Is there a proof that the double pendulum path reaches every point in a closed region eventually? The simplest double pendulum are just two rods attached to each other. The main rod may or may not flip depending on the initial conditions.
If it flips, the path that the end of pendulum passes covers the space between two concentric circles. Is it true that all points are covered if we let pendulum spinning to infinity?
If it does not ever flip, there is the max height the path will reach on both sides, but apart from that it is still a space between two concentric circles. The same question in this case, all points that are bellow this height and between the two circles will be visited?
The simulations are strongly confirming this, making the path if we take it as a fractal having dimension $2$.
Any proof of this in the literature?
If you take it like a probability of the end of pendulum being somewhere like in this post
https://physics.stackexchange.com/questions/349915/probability-density-to-find-the-end-of-a-double-pendulum
I need only the entire space of probability being different from $0$. I am somewhat sure it has a higher dimension than $1$, but not certain if it has dimension $2$ most of the time, all of the time, sometimes or never.

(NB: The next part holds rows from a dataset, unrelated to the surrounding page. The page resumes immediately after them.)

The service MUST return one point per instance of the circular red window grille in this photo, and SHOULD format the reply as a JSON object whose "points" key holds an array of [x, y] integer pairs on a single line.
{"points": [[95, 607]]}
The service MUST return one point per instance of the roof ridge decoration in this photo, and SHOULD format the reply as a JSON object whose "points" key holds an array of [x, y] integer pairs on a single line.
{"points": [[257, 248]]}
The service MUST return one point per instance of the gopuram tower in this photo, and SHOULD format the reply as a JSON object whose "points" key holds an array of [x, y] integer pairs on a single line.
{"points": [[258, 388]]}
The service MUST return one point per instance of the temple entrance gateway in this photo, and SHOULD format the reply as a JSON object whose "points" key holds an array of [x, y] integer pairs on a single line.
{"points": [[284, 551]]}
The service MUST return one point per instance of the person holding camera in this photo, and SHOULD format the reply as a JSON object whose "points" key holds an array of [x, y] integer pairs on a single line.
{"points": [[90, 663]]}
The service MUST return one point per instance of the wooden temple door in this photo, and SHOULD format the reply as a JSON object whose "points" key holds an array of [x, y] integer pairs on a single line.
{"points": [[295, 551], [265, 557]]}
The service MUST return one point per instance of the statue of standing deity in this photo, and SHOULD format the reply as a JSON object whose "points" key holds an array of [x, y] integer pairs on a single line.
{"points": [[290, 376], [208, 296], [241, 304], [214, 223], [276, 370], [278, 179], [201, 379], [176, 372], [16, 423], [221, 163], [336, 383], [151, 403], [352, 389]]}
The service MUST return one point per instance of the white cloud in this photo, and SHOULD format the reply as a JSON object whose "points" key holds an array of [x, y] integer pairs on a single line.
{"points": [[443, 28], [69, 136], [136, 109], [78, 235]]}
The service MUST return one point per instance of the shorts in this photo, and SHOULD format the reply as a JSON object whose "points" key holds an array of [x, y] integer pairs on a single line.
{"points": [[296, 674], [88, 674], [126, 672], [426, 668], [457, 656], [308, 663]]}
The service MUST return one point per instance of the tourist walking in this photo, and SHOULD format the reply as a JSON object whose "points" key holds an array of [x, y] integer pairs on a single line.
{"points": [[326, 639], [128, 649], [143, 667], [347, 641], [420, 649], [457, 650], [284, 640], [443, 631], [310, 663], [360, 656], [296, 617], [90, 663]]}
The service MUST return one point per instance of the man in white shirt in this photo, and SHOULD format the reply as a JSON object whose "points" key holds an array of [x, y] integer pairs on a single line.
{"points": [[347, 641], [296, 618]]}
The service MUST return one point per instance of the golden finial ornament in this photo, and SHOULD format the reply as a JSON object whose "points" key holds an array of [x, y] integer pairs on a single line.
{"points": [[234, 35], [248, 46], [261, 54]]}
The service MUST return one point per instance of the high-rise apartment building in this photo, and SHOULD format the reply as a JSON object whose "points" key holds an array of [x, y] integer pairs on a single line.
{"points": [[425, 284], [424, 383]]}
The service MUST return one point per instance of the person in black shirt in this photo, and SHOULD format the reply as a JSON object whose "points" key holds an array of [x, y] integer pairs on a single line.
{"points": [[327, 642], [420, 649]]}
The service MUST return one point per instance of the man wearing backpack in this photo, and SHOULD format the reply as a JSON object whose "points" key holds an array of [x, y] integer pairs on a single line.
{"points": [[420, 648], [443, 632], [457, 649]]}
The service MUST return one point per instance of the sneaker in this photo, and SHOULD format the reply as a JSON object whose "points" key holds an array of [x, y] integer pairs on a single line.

Regarding the dynamics and complexity it would be very natural to assume that, at least, the end of pendulum reaches almost every point meaning the number of points it does not reach has measure $0$.
But it is just me. (I am not sure if this question is that difficult that I cannot find even a hint about it. It is still just a question about fractal dimension.)
This is an illustration of day or two the simulation running:

 A: As far as I understand your question, you are asking this: Given some initial conditions of the double pendulum, does the trajectory of the pendulum's end-point visit every point in some "permissible region"? You also guess that this region is a section of the area between two concentric circles which lies below a certain horizontal line. Please correct me in case I misunderstood.
I believe the answer to this question is no. First an intuitive explanation: The trajectory is a "well-behaved" (continuous, differentiable with respect to time, etc.) curve and as such has a zero area. So it obviously cannot cover the whole region whose area is non-zero. Here you could of course object, pointing to the existence of space-filling curves. The key point is that space-filling curves have to be "irregular" in a way that the trajectory cannot be.
To make this argument more rigorous, note that the path $\vec{x}(t)$ taken by the end-point of the pendulum is a Lipschitz function (since the velocity is bounded by the finite energy of the system). The trajectory $T$ is the image of $\mathbb{R}$ under $\mathbf{x}(t)$. There is apparently a theorem (cited for example here; I didn't check this by going to the original source) which says that transformation by a Lipschitz function increases the Hausdorff measure of a set by at most a constant multiplicative factor. Since $\mathcal{H}^2(\mathbb{R}) = 0$, this gives us $\mathcal{H}^2(T) = 0$, so the trajectory cannot fill your region of non-zero area.
That being said, I do think that your intuition is correct in some sense. As the double pendulum is a chaotic system (given sufficiently high energy), it is quite reasonable to believe that its trajectory will eventually get within an arbitrarily small distance $\varepsilon>0$ of every point in the system's phase space which is consistent with energy conservation. This last property would follow easily from ergodicity but I could not find any results showing that the double pendulum is (not) ergodic.